Another way hackers may obtain information on-line is by pretending to be the network administrator, sending e-mail through the network and asking for a users password. This type of social engineering attack doesnt generally work, because users are generally more aware of hackers when online, but it is something of which to take note. Furthermore, pop-up windows can be installed by hackers to look like part of the network and request that the user reenter his username and password to fix some sort of problem. At this point in time, most users should know not to send passwords in clear text (if at all), but it never hurts to have an occasional reminder of this simple security measure from the System Administrator. Even better, sys admins might want to warn their users against disclosing their passwords in any fashion other than a face-to-face conversation with a staff member who is known to be authorized and trusted.

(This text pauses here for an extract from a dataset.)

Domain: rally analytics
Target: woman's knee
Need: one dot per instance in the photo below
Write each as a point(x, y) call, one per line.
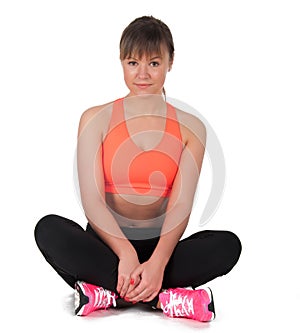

E-mail can also be used for more direct means of gaining access to a system. For instance, mail attachments sent from someone of authenticity can carry viruses, worms and Trojan horses. A good example of this was an AOL hack, documented by VIGILANT: In that case, the hacker called AOLs tech support and spoke with the support person for an hour. During the conversation, the hacker mentioned that his car was for sale cheaply. The tech supporter was interested, so the hacker sent an e-mail attachment with a picture of the car. Instead of a car photo, the mail executed a backdoor exploit that opened a connection out from AOL through the firewall.
These are 2 other excellent ways of social engineering, getting into someones head, knowing what they really want, and tricking them into doing something they shouldn't because of there own selfishness and curiosity.